Berger: 50 years of Gallo Hearty Burgundy

Ardent wine lovers who are passionate about the best wines of France rarely call Burgundy "Burgundy." They simply know it as Bourgogne, and even that term is pass?

At its best, great Bourgogne — either rouge or blanc — is seen as the result of small production off one of the smaller regions of the Cote d'Or. The top wines cost an oil sheik's ransom, are hard to get, and are, supporters say, the greatest wines in the world.

Yet that very term, Burgundy, has become synonymous with American red wine of any stripe and has been etched into our culture since well before Prohibition, when varietal wines all but didn't exist.

It wasn't until the late 1950s that Californians even began to think of the validity of making wines named for the varietals from which they came, and even then the practice was limited.

California "burgundy" seemed to be everywhere, blends of any grape the winemaker chose to use, and usually it was sold as an everyday table wine, not some exalted elixir. (In the United States, burgundy always referred to a red generic wine; generic white was called chablis.)
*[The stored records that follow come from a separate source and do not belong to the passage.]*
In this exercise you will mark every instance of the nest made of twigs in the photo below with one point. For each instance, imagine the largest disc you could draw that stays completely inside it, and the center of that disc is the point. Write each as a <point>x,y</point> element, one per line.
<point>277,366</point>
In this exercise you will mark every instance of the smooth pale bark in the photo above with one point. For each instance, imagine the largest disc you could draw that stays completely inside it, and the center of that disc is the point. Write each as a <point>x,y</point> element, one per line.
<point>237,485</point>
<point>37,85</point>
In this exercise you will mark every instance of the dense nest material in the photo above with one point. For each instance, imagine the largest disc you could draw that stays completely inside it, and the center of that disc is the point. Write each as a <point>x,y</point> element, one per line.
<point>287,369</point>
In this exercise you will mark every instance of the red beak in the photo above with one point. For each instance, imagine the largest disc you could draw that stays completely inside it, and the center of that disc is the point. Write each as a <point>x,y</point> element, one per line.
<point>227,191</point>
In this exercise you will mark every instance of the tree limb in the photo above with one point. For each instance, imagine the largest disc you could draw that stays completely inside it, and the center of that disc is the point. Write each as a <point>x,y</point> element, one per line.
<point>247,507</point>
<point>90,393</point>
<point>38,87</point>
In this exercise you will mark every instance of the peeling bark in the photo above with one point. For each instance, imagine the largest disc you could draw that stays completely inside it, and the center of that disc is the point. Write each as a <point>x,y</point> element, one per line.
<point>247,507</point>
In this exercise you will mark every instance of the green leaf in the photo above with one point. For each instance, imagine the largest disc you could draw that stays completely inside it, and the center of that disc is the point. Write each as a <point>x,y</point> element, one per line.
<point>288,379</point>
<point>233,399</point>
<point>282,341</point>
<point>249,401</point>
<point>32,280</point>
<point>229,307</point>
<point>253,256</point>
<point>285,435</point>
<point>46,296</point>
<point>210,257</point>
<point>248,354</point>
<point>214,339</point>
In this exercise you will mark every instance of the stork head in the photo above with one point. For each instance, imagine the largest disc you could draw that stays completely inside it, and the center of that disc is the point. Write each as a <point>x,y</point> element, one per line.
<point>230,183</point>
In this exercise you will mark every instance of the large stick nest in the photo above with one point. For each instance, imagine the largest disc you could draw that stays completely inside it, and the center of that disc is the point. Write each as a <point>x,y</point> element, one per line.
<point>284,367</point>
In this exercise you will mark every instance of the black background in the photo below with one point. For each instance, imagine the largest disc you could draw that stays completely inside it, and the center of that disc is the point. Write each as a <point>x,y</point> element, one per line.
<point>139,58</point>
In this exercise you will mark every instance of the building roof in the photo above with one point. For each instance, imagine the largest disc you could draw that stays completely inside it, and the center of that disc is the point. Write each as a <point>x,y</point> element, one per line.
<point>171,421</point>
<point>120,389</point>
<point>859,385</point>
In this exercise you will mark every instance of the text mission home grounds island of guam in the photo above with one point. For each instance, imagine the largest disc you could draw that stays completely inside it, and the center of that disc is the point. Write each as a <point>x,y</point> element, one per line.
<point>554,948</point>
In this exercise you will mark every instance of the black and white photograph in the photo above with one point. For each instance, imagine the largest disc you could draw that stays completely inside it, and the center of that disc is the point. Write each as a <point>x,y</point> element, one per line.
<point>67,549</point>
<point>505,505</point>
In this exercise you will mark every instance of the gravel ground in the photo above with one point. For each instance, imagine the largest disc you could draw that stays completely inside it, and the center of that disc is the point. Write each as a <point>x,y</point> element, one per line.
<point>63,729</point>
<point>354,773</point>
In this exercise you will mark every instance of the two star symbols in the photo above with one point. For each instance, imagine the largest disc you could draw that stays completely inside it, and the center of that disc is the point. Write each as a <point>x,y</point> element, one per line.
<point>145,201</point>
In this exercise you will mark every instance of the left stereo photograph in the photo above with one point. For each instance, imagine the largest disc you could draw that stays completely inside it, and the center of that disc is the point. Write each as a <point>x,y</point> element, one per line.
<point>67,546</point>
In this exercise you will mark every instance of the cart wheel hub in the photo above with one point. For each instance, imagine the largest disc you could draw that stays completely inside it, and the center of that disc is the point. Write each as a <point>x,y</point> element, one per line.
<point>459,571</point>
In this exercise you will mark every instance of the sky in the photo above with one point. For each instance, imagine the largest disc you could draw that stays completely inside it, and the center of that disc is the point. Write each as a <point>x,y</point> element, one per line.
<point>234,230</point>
So to write about Burgundy and use a capital B is an affront to all of France as well as all wine lovers for whom Bourgogne is a unique place, where pinot noir and chardonnay rule, and where some of France's greatest wines are grown by small vignerons. And from where come some of the wine world's most sublime wines.

Into this world leaped the E&J Gallo Winery, first with a wine called Burgundy and then adding, some years later, a wine called Hearty Burgundy.
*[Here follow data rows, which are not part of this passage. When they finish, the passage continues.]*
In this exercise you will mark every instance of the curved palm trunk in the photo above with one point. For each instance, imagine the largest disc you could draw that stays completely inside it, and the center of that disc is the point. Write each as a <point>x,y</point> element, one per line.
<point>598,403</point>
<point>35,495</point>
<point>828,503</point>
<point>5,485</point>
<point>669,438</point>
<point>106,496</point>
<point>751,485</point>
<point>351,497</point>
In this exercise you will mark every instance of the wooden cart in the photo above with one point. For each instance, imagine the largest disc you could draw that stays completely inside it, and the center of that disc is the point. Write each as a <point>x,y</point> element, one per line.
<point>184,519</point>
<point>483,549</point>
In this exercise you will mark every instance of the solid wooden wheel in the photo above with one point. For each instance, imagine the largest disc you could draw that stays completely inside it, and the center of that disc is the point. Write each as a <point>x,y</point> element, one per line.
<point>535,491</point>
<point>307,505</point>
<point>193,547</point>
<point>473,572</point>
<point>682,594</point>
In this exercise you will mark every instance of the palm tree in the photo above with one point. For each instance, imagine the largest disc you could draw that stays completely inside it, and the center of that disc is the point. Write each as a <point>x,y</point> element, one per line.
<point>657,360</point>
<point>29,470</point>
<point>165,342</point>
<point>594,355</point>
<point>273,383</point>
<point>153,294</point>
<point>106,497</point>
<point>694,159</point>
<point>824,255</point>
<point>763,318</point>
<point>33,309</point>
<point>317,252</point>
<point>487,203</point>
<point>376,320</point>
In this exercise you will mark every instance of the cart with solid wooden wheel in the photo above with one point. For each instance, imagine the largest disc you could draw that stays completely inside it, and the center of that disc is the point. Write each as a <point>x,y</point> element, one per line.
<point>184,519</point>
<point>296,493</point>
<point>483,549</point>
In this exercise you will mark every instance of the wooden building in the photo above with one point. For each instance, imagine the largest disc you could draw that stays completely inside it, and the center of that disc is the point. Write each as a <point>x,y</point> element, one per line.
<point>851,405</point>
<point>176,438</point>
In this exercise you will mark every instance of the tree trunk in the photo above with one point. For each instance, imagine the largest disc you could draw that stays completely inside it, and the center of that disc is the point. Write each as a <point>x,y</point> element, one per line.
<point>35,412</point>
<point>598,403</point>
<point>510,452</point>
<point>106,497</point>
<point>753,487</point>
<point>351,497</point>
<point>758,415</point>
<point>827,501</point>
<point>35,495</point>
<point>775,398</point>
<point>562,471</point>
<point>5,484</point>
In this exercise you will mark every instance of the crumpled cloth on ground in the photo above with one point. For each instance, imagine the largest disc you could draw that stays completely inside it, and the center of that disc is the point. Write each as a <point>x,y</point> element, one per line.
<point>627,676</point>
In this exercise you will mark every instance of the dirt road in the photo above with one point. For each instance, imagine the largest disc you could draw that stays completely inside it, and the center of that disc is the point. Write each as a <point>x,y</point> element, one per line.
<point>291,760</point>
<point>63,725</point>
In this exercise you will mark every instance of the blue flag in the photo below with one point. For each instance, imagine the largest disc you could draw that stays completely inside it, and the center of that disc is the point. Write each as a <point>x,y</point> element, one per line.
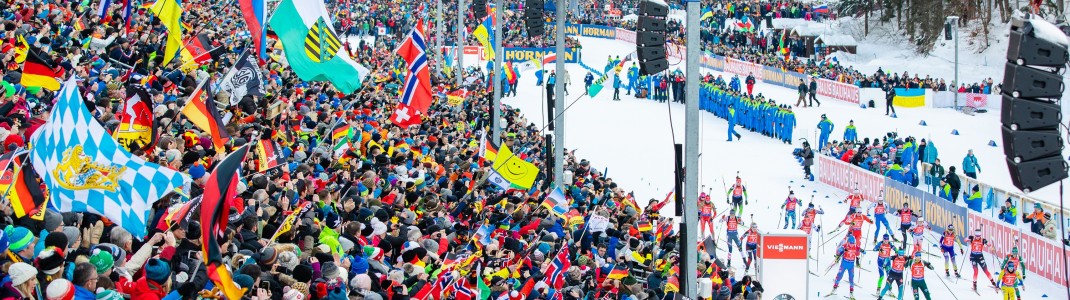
<point>87,170</point>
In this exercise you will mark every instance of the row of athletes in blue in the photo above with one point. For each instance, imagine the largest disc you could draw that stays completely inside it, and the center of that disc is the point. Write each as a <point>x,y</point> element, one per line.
<point>752,113</point>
Gallo's Burgundy was a nice quaff. Hearty Burgundy was a step forward in terms of depth, richness, intensity, flavor, and even nuance.

I grew up on it; I bought half gallons for $1.39 each. It was reliable and even satisfactory when cold.
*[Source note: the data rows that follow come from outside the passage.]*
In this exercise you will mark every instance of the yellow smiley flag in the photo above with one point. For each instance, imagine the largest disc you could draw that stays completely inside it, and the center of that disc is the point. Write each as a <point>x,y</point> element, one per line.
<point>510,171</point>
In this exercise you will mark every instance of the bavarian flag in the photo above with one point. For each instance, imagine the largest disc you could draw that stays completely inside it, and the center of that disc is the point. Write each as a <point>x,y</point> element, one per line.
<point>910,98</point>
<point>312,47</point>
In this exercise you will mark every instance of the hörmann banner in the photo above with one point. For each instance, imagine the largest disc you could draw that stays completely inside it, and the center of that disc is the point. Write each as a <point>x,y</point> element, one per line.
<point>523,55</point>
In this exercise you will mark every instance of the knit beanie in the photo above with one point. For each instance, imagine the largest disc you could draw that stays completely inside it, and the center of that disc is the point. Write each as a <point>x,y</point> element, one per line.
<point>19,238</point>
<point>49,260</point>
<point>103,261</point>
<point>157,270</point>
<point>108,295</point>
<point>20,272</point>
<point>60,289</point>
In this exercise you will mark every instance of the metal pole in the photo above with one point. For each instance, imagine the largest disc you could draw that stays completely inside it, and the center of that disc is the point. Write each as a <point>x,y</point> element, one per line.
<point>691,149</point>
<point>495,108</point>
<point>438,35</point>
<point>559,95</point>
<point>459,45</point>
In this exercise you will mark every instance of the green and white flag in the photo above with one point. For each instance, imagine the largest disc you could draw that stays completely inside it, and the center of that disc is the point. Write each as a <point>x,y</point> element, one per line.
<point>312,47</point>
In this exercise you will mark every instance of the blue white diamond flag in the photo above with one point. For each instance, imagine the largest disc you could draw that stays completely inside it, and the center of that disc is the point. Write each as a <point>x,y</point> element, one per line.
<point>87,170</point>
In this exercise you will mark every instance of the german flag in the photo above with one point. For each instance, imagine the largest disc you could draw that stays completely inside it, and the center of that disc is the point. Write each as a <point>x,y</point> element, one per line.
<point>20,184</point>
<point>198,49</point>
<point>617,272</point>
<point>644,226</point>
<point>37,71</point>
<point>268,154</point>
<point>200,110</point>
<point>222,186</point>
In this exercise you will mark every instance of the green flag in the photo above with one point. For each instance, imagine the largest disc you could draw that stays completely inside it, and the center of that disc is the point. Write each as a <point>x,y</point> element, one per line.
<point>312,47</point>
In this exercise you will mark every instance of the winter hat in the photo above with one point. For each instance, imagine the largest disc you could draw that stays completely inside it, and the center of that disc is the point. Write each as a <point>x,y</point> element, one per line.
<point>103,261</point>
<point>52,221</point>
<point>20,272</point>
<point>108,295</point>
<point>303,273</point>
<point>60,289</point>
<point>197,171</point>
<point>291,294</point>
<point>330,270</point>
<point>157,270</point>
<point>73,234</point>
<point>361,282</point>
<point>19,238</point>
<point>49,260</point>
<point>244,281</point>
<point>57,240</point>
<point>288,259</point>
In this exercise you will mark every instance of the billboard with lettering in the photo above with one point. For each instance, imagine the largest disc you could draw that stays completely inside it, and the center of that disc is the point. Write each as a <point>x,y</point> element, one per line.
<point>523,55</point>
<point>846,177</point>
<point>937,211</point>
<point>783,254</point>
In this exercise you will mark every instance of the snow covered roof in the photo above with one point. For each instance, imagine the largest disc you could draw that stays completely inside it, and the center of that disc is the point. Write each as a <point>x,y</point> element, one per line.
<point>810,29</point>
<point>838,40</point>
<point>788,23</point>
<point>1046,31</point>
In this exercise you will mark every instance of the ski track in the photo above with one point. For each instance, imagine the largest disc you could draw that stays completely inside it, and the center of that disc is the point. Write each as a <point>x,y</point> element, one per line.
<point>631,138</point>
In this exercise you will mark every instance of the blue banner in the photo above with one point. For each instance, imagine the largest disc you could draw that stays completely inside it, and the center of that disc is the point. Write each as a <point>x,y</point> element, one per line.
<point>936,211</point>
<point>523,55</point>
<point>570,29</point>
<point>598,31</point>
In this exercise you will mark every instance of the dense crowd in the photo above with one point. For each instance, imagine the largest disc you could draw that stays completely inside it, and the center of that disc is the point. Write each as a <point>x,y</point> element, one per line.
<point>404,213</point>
Today, Gallo is celebrating the 50th anniversary of the release of the first Hearty Burgundy, and the company does not ask anyone to confuse this with, say, Jayer Echezeaux or Louis Latour's Corton Grancey.

Available only in 1.5-liter, cork-finished bottles, Gallo's Hearty Burgundy is $9 and hearkens back to an era when the majority of Americans still drank more dessert wines (mainly ports, sherries, and sauternes) than they did table wines. That didn't change until 1967.

The commemorative bottling is 37 percent zinfandel, 29 percent petit verdot, 25 percent petite sirah, and 9 percent alicante bouschet. That last grape may account for the wine's inky dark color. Alicante is a teinturer grape, which means it has red juice and thus imparts substantial dark color to any wine it's used in.

Soon after the release of Hearty Burgundy 50 years ago, Los Angeles Times wine columnist Robert Lawrence Balzer (who died at age 99 in December 2011) called Gallo Hearty Burgundy "the best red wine value in the country today."

It was a comment that spurred sales of the wine for decades, and some of the same Gallo winemakers who were involved with that first wine were also involved with the decisions leading to the blend in the commemorative bottling.

Real Bourgogne it isn't, nor was it ever intended to be. But an iconic American wine it is.

Wine of the Week: Nonvintage Gallo Hearty Burgundy, California ($9/1.5 liters): The wine, just released for a limited run, is exactly the way it was in 1964 when it was launched, a deeper, richer, and more substantial example of a blended red wine. And it is reminiscent of its predecessor, with a soft entry and fruit-forward mid-palate flavors.